Slowly the quivering chest relaxed. Latimer stepped back, mouth open in shock. ‘What am I going to do?’ He took a ragged breath and said, ‘How do I tell the boys?’
Hirsch turned him away. ‘First I need to call it in, and then I’ll help you phone your friends and neighbours.’
‘How do I tell the boys?’
‘What time do you expect your father home?’
Latimer was slow, dull, staring at the ground. ‘Late afternoon,’ he said, rallying. ‘He’ll have his phone with him.’
They returned to the house, slipping and sliding on the grassy bank, Latimer babbling about his life now, the boys, emptiness and what might have been. ‘She was going to come home, I know she was.’
Hirsch tuned him out. He trudged across the yard, a hand on Latimer’s elbow. He felt mud paste to the sole of his shoes; there was a smear of it on one toe cap and his trouser cuffs.
And Alison Latimer’s white runners had been pristine.
And the beautiful diamond ring: had she taken it off? A tidying act, or a gesture of meaning from a woman about to kill herself?
~ * ~
19
KROPP ARRIVED FIRST, asked for a rundown and elbowed Hirsch aside, then Dr McAskill appeared and pronounced death, and Andrewartha and Nicholson showed up with crime-scene tape and hangovers. Meaning Jennifer Dee was holding the fort in Redruth, Hirsch thought. All he could do was stand back and watch his crime scene—incident scene—be trampled over.

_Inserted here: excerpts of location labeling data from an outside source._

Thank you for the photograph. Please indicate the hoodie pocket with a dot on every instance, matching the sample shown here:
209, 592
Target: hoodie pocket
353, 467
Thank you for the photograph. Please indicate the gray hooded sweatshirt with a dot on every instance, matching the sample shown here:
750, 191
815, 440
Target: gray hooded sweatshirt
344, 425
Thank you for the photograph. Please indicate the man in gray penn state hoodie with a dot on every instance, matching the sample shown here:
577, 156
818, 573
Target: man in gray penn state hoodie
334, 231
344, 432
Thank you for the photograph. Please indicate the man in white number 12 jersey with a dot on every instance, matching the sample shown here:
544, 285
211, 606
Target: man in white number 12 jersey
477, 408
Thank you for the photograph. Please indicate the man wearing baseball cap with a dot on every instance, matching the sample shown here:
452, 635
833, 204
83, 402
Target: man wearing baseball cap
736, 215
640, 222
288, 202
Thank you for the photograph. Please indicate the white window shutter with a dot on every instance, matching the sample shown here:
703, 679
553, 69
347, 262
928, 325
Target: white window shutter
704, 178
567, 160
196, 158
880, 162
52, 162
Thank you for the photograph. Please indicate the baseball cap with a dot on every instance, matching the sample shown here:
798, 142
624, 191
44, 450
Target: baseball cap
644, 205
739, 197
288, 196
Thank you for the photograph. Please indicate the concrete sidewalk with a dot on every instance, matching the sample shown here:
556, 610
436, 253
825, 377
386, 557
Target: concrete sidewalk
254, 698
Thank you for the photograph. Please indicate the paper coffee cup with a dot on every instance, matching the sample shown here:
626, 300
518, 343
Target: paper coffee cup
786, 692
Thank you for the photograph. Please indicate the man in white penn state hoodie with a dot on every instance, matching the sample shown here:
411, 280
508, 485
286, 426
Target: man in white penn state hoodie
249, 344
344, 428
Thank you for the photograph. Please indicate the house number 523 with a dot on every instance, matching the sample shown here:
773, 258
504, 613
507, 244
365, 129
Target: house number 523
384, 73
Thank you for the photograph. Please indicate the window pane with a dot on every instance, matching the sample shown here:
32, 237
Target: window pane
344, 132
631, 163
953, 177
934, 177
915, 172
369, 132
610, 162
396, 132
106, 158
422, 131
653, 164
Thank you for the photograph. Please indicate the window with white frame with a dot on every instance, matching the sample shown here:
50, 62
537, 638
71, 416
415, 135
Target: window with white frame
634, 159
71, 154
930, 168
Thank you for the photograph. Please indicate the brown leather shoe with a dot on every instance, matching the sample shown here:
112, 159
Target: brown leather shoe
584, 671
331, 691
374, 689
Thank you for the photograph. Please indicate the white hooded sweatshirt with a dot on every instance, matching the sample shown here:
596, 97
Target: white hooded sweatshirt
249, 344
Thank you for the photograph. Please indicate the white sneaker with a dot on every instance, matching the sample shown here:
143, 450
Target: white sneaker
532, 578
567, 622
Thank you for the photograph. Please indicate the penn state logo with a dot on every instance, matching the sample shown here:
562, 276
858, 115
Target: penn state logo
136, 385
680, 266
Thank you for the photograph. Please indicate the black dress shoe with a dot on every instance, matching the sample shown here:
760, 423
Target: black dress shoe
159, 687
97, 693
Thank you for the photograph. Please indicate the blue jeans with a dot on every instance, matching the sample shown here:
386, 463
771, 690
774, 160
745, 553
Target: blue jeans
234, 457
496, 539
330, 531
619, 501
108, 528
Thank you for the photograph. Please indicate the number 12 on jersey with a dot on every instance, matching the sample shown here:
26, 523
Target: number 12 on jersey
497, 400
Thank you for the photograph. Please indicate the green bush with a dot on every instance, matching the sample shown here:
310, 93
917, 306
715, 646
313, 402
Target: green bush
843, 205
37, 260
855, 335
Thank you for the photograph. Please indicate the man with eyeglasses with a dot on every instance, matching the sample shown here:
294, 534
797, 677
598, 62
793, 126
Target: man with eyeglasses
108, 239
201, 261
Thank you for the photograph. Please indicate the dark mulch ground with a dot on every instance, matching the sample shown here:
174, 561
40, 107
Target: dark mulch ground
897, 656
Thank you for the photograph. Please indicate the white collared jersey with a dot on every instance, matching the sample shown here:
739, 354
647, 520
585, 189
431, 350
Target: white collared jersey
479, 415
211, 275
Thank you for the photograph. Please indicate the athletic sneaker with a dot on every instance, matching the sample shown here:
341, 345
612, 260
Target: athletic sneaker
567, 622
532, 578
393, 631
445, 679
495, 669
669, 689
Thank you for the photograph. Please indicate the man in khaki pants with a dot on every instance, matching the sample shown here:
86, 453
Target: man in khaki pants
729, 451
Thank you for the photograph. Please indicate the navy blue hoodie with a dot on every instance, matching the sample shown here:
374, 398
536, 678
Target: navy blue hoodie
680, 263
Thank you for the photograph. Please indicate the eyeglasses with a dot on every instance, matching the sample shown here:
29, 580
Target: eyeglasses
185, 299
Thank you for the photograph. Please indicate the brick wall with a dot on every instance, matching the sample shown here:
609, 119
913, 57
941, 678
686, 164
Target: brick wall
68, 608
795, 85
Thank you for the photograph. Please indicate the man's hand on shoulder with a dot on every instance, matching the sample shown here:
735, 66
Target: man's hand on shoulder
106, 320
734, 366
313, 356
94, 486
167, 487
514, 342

Then Kropp, still in management mode, began stalking up and down the creek bank, muttering into his mobile phone. Forty minutes later a hearse arrived, ready to cart the body away, followed by a flat-bed truck, Redruth Automotive scrolled across each door. Hirsch watched it back up to the Subaru, two men hopping out, drawing on heavy gloves.

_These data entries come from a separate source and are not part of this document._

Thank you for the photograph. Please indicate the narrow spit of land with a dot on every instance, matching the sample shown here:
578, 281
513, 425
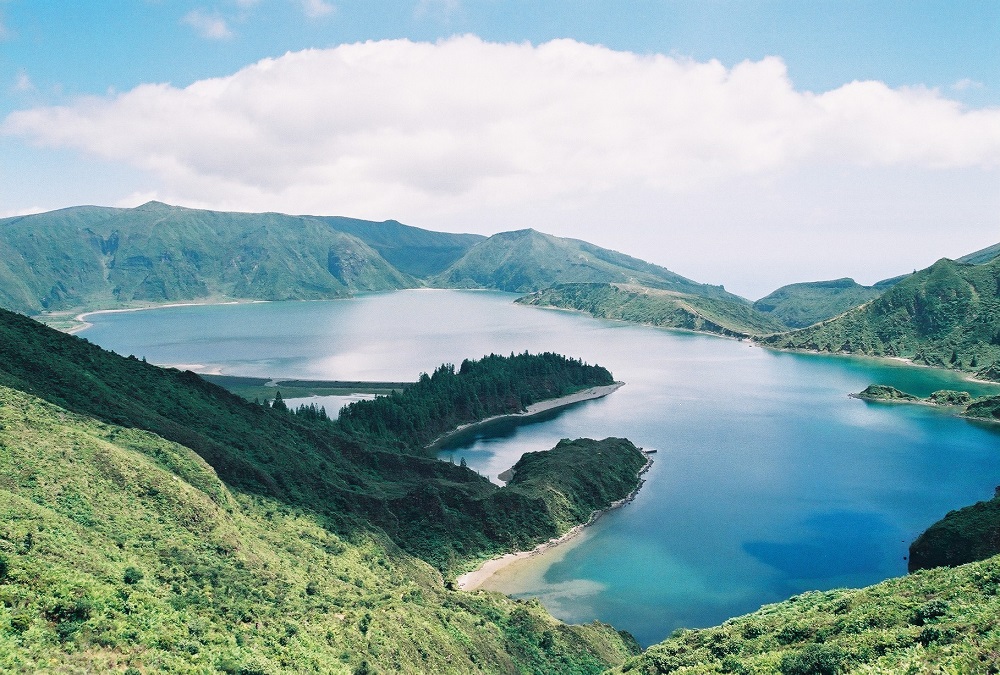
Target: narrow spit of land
265, 387
532, 410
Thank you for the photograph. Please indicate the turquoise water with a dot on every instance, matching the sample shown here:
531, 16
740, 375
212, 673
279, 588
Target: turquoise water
768, 479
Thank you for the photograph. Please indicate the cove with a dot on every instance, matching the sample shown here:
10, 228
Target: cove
768, 479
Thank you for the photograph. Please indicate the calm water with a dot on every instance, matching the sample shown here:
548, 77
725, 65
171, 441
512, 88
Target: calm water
768, 479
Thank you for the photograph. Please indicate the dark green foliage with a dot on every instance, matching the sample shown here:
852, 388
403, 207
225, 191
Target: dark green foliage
935, 621
814, 659
883, 392
803, 304
725, 315
950, 397
436, 510
132, 576
493, 385
987, 408
167, 577
947, 315
966, 535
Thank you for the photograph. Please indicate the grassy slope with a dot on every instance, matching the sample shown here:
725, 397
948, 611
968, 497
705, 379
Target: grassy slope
525, 260
658, 308
419, 253
102, 257
801, 305
432, 509
934, 621
121, 550
965, 535
947, 315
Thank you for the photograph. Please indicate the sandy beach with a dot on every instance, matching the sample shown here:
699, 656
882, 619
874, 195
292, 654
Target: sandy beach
470, 581
84, 324
535, 409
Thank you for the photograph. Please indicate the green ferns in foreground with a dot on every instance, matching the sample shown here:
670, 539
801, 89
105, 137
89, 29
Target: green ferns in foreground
934, 621
123, 552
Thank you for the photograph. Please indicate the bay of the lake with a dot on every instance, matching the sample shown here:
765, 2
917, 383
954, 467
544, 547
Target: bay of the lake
768, 480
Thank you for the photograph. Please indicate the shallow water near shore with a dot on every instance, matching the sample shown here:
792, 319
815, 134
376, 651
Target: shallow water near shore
768, 480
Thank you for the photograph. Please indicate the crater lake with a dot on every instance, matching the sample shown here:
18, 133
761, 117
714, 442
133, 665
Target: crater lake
768, 479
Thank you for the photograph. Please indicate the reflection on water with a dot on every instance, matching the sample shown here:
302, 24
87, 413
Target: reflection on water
769, 480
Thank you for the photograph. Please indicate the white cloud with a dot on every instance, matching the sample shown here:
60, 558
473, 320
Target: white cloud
651, 154
316, 9
211, 26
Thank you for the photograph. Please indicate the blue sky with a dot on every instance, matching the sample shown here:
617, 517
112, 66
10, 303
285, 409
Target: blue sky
782, 210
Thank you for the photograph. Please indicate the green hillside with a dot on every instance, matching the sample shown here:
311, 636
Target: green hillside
437, 511
947, 315
525, 260
934, 621
419, 253
94, 257
965, 535
801, 305
726, 316
123, 552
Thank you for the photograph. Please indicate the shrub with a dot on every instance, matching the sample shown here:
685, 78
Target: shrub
815, 659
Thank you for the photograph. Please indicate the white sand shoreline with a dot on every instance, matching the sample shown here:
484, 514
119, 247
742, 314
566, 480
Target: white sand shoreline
84, 324
534, 409
470, 581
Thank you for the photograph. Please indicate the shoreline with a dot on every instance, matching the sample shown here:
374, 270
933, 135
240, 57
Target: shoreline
472, 580
532, 410
84, 324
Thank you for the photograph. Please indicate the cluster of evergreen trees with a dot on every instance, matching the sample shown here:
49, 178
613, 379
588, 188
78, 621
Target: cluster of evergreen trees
493, 385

‘Sarge, what are you doing?’
‘What do you mean, what am I doing?’
‘We need to preserve everything. We need crime-scene people here.’
‘What does this look like to you? Suicide. A tragedy. No one needs to see it. I know the protocol, mister, I’ve called in Port Pirie CIB, they’ll be here within the hour, and meanwhile that bloody car’s in the way.’
‘But Sarge.’
Kropp cocked his head. Hirsch heard it, too, a background rumble of vehicles.
‘Get up there and make yourself useful,’ Kropp said. ‘Make sure no one wanders down here for a look see.’
Clambering up to the fence above the Tin Hut, Hirsch saw that a dozen cars, station wagons, utilities and four-wheel-drives had poured in off Bitter Wash Road to jostle for room around the house and sheds. Jesus Christ. He began to run. Clearly some kind of phone tree had been set in motion this past hour, neighbour phoning neighbour phoning football club member, churchgoer and Country Women’s Association crony, and here they were, bringing cakes and casseroles and hugs and tears and nosiness.
And—if Alison Latimer had been killed at the house— trampling over a crime scene.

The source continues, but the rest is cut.